New configuration fields:

• replication section – cross-backend object replication
• rebalance.concurrency – parallel move operations

v0.2.x

New configuration fields:

• rebalance section – periodic backend rebalancing
• buckets section – multi-bucket support with per-bucket credentials
• routing_strategy – pack or spread write routing

v0.1.x

Initial release with core functionality:

• Single-backend S3 proxy with PostgreSQL metadata
• Quota-based write routing across multiple backends
• Basic SigV4 authentication

Rollback Considerations

Database

Goose migrations support -- +goose Down sections for rollback. However, rolling back database migrations is generally not recommended in production because:

• Down migrations may drop columns or tables that the newer version populated with data.
• The older binary may not understand schema changes made by the newer version’s startup logic.
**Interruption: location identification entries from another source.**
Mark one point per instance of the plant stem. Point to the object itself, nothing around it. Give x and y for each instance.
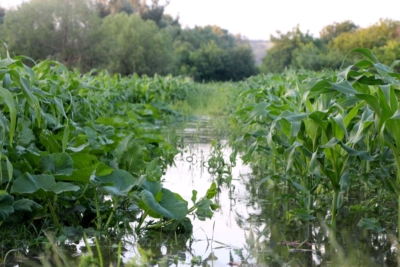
(334, 210)
(142, 220)
(112, 214)
(158, 225)
(53, 214)
(97, 210)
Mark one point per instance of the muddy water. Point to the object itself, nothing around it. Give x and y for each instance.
(251, 226)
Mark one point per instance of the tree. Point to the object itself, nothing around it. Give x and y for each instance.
(280, 56)
(211, 53)
(330, 32)
(376, 35)
(62, 30)
(137, 46)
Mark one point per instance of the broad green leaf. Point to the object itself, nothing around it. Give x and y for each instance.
(153, 171)
(40, 185)
(299, 214)
(170, 207)
(57, 164)
(366, 53)
(258, 110)
(83, 175)
(119, 182)
(6, 205)
(26, 205)
(344, 87)
(130, 156)
(194, 196)
(212, 191)
(9, 100)
(203, 210)
(32, 100)
(153, 186)
(334, 141)
(300, 188)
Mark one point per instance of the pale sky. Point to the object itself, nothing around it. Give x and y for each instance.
(258, 19)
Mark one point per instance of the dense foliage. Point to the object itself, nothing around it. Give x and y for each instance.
(124, 37)
(301, 50)
(86, 151)
(326, 136)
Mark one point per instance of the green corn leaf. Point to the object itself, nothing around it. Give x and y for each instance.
(366, 53)
(370, 224)
(9, 100)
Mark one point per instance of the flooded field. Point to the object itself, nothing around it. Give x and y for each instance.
(250, 228)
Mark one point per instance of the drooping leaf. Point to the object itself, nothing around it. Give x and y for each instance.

Recommended approach: take a database backup before upgrading and restore it if you need to roll back.

# Before upgrade
pg_dump -h localhost -U s3proxy s3proxy > backup.sql

# If rollback needed
psql -h localhost -U s3proxy s3proxy < backup.sql

Configuration

Keep the previous config file when upgrading. New versions only add fields with defaults – they don’t change the meaning of existing fields.

Binary

The orchestrator is a single static binary. Roll back by deploying the previous version:

# Debian package
apt install s3-orchestrator=0.7.0

# Docker
docker pull ghcr.io/afreidah/s3-orchestrator:v0.7.0

# Binary
# Replace with the previous version's binary and restart

Breaking Changes Policy

Starting with v1.0.0, the project will follow semantic versioning:

• Patch (v1.0.x): bug fixes, no config or API changes
• Minor (v1.x.0): new features, new optional config fields, backward-compatible
• Major (vX.0.0): breaking config changes, removed fields, incompatible API changes

Pre-v1.0.0 releases may include breaking changes in minor versions. Always check this document before upgrading.